The interplay of light with objects around us gives rise to several spectacular phenomena in nature. The blue colour of the sky, colour of water in deep sea, the reddening of the sun at sunrise and the sunset are some of the wonderful phenomena we are familiar with. The path of a beam of light passing through a true solution is not visible. However, its path becomes visible through a colloidal solution where the size of the particles is relatively larger.

Tyndall effect

The earth’s atmosphere is a heterogeneous mixture of minute particles. These particles include smoke, tiny water droplets, suspended particles of dust and molecules of air. When a beam of light strikes such fine particles, the path of the beam becomes visible. The light reaches us, after being reflected diffusely by these particles. The phenomenon of scattering of light by the colloidal particles gives rise to Tyndall effect. This phenomenon is seen when a fine beam of sunlight enters a smoke-filled room through a small hole. Thus, scattering of light makes the particles visible. Tyndall effect can also be observed when sunlight passes through a canopy of a dense forest. Here, tiny water droplets in the mist scatter light. The colour of the scattered light depends on the size of the scattering particles. Very fine particles scatter mainly blue light while particles of larger size scatter light of longer wavelengths. If the size of the scattering particles is large enough, then, the scattered light may even appear white.

Why is the colour of the clear sky blue

The molecules of air and other fine particles in the atmosphere have size smaller than the wavelength of visible light. These are more effective in scattering light of shorter wavelengths at the blue end than light of longer wavelengths at the red end. The red light has a wavelength about 1.8 times greater than blue light. Thus, when sunlight passes through the atmosphere, the fine particles in air scatter the blue colour (shorter wavelengths) more strongly than red. The scattered blue light enters our eyes. If the earth had no atmosphere, there would not have been any scattering. Then, the sky would have looked dark. The sky appears dark to passengers flying at very high altitudes, as scattering is not prominent at such heights. You might have observed that ‘danger’ signal lights are red in colour. Do you know why? The red is least scattered by fog or smoke. Therefore, it can be seen in the same colour at a distance.

Colour of the sun at sunrise and sunset

The sky and the Sun at sunset or sunrise appears red. Near the horizon, most of the blue light and shorter wavelengths are scattered away by the particles. Therefore, the light that reaches our eyes is of longer wavelengths. This gives rise to the reddish appearance of the Sun.
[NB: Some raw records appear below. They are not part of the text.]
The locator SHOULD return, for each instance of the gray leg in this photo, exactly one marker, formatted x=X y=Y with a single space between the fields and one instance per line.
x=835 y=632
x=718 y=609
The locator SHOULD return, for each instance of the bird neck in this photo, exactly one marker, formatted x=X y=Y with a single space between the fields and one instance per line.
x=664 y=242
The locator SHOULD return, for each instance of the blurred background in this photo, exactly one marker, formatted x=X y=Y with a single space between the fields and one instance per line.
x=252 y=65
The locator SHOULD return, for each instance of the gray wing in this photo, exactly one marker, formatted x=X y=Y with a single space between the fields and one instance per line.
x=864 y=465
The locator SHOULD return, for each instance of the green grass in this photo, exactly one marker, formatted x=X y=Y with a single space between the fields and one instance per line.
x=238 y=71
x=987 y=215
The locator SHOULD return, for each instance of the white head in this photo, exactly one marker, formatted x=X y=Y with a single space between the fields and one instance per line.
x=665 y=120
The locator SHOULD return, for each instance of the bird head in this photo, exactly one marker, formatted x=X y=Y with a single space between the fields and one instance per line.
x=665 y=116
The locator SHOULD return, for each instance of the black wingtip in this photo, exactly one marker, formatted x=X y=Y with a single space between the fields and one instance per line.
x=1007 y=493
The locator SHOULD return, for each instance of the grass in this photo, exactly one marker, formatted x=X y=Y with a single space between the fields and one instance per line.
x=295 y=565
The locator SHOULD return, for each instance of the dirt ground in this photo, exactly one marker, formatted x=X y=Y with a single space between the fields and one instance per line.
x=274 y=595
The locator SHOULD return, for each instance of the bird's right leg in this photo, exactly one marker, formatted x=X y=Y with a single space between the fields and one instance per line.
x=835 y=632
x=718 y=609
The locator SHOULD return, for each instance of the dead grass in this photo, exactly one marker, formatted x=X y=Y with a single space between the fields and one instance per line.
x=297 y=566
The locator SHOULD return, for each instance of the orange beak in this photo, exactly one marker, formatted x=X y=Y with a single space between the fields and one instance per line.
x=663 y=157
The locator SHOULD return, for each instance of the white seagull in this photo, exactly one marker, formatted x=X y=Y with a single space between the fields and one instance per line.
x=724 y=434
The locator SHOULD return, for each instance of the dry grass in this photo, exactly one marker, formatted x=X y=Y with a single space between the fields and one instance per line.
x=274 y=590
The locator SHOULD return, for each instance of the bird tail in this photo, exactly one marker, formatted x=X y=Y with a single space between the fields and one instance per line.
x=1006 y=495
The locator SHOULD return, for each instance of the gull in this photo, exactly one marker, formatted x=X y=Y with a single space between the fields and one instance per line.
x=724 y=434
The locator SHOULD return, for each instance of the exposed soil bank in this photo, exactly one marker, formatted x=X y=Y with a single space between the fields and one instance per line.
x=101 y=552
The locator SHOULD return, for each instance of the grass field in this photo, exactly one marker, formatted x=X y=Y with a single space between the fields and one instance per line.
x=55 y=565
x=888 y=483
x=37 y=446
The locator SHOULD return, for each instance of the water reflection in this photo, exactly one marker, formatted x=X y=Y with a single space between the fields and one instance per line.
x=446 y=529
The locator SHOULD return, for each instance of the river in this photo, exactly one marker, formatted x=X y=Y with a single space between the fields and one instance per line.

Colour of the sun at sunrise and sunset
Colour of the sun at sunrise and sunset

Mirage or Inferior mirage

Definition : It is an optical illusion, seen in deserts at summer noon, due to which an inverted image of a distant tree is seen formed in hot sand below it, as if formed in water. Actually there is no water anywhere.

Mirage or Inferior Mirage
Mirage in hot desert–Inverted image of tree in hot sand

Explanation : It is due to total internal reflection. At summer noon, in desert, sand becomes hot. The air in its contact becomes very hot and hence rarer. As we move up, air becomes less and less hot, hence less and less rarer. The air can be divided into layers of different optical density (fig.).

For rays (like number 1 ray), incident at small angle at upper most layer, the angle of incidence on lowest layer may not be more than critical angle. These rays are all absorbed by sand.

The ray no. 2 starting from tree top and making a bigger angle since beginning, reaches the lowest layer at bigger angle. The angle of incidence may become just more than the critical angle. The ray is totally reflected upward and outward. All rays on the  right of ray no. 2 will start with still bigger angle and will have angle of incidence becoming more than critical angle from upper and upper layers. They are also totally reflected.

Looming or Superior mirage

Definition : It is an optical illusion, seen, at sea–shore in winter evening, due to which an image of a ship is seen formed in air in sea–sky. The actual ship is nowhere visible.


Looming at cold sea–shore
Looming at cold sea–shore

Explanation : It is due to total internal reflection. In cold evening, over sea–bed sea water becomes too cold. Air layer in its contact is cold and denser. As we go up, air layers become less and less colder and hence rarer. (Fig.)

Rays from invisible ship going upward go from denser to rarer air layers. They are totally reflected downwards and received by an observer at sea–shore. The observer sees an image (virtual) of the ship hanging in the sky.